Monitoring of epidermal growth factor receptor tyrosine kinase inhibitor-sensitizing and resistance mutations in the plasma DNA of patients with advanced non-small cell lung cancer during treatment with erlotinib

Abstract

Background: The feasibility of monitoring epidermal growth factor receptor (EGFR) mutations in plasma DNA from patients with advanced non-small cell lung cancer (NSCLC) during treatment with erlotinib and its relation to disease progression was investigated.

Methods: The amount of EGFR-mutant DNA was tested in plasma DNA from patients with advanced NSCLC with allele-specific polymerase chain reaction assays. Blood samples from 23 patients with adenocarcinoma of NSCLC that carried tyrosine kinase inhibitor-sensitizing EGFR mutations were taken immediately before treatment with erlotinib. Additional blood samples were taken at timed intervals until erlotinib treatment was withdrawn.

Results: The amount of plasma DNA with sensitizing EGFR mutations was found to be reduced after the first cycle of erlotinib treatment in 22 of 23 patients (96%). No patients presented with the resistant T790M mutation in the pretreatment sample, but at the time of disease progression the mutation was detected in plasma from 9 patients (39%). The quantitative data from the current study demonstrated that when a T790M mutation emerged in the blood it was accompanied by an increase in the original sensitizing EGFR mutation. When T790M was detected, it was found to be present in all subsequent blood samples from that patient. Most interestingly, the results of the current study demonstrated that monitoring the EGFR mutations in the blood allows for the detection of the T790M mutation up to 344 days before disease progression is clinically evident (range, 15-344 days).

Conclusions: The results of the current study demonstrated that serial monitoring of EGFR mutations in plasma DNA is feasible and may allow for the early detection of resistance mutations.
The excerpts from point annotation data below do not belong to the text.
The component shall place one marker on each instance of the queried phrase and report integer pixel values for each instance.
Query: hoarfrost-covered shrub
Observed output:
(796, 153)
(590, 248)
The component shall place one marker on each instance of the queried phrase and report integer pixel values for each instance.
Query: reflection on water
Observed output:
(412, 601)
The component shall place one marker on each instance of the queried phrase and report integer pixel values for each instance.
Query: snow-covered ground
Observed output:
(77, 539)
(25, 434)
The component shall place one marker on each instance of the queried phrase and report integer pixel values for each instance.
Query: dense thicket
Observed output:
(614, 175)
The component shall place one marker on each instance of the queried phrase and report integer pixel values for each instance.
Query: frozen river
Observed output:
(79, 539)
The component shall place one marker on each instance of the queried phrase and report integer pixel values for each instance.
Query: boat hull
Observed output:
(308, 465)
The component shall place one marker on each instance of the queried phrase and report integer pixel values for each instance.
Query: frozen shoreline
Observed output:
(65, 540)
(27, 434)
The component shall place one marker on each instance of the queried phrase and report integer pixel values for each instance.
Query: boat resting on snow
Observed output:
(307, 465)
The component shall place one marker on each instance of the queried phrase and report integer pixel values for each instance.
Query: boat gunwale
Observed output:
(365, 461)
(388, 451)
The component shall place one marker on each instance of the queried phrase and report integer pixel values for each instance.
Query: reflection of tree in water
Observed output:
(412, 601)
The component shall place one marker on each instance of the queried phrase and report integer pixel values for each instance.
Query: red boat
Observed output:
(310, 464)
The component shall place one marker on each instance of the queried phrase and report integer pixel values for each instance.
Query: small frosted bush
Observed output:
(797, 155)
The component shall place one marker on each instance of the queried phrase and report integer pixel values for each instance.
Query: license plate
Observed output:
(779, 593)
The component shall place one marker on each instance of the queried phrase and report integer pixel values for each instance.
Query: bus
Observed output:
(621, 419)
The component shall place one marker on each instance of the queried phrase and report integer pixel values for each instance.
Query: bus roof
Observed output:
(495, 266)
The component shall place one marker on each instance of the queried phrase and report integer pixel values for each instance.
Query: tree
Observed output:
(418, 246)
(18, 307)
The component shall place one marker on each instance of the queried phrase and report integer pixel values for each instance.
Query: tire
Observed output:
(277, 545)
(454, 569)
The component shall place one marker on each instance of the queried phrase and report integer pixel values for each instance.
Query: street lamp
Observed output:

These results warrant further studies to explore the clinical usefulness of such analysis.

Trial registration: ClinicalTrials.gov NCT00815971.
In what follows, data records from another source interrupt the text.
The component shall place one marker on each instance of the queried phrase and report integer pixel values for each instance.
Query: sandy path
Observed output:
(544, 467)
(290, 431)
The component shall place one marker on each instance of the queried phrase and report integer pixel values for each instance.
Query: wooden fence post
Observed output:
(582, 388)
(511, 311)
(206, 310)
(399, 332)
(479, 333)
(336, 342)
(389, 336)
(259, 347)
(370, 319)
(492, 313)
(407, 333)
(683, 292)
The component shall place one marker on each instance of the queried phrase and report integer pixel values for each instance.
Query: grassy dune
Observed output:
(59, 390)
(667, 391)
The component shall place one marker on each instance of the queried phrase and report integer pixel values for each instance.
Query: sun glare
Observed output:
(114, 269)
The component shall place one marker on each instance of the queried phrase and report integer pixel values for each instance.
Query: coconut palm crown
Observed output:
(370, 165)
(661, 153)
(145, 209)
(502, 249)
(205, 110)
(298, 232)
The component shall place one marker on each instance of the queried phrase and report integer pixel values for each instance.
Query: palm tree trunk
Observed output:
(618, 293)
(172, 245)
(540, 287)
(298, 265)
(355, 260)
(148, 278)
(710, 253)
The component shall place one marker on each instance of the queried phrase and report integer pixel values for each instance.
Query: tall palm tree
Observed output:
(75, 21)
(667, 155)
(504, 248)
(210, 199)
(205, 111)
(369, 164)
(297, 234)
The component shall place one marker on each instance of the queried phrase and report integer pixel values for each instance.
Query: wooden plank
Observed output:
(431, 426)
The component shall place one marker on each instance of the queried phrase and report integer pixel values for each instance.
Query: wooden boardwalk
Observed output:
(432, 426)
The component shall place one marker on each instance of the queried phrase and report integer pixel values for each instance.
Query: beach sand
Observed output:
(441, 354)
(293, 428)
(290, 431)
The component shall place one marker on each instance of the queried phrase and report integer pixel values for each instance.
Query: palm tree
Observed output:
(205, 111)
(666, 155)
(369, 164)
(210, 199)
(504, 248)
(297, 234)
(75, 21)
Keywords: epidermal growth factor receptor (EGFR) mutations; erlotinib; lung cancer; plasma DNA; resistance.

Figure 1

Amount of mutated epidermal growth factor receptor (EGFR) DNA is shown in the plasma isolated from patients with lung cancer who were treated with erlotinib. (A) Results from patients harboring the EGFR resistance mutation T790M (9 patients) are shown. Red line indicates T790M mutation; blue line, EGFR-sensitizing deletion in exon 19; green line, EGFR-sensitizing mutation L858R. (B) Patients in whom EGFR mutations were recorded only in the pretreatment sample (5 patients) are shown. Yellow line indicates 2 patients with identical values. (C) Patients with EGFR-sensitizing mutations present in >1 sample (8 patients) are shown. In panels A to C, the x-axis is the time from the initiation of treatment in days and the y-axis is the estimated copy number for the indicated mutations. Quantitative amounts of tumor DNA are shown for 22 of the 23 patients. The single patient with an L861Q mutation could not be quantitated. For clarity, the presentation of the different patients was done with different scaling of the x-axis and the y-axis. (D) The time point for the earliest identification of the T790M mutation in the blood and the time point for the identification of disease progression with scanning (Response Evaluation Criteria In Solid Tumors [RECIST] criteria) were determined. The figure demonstrates how many days earlier the T790M mutation could be detected in the blood before disease progression could be identified by scanning.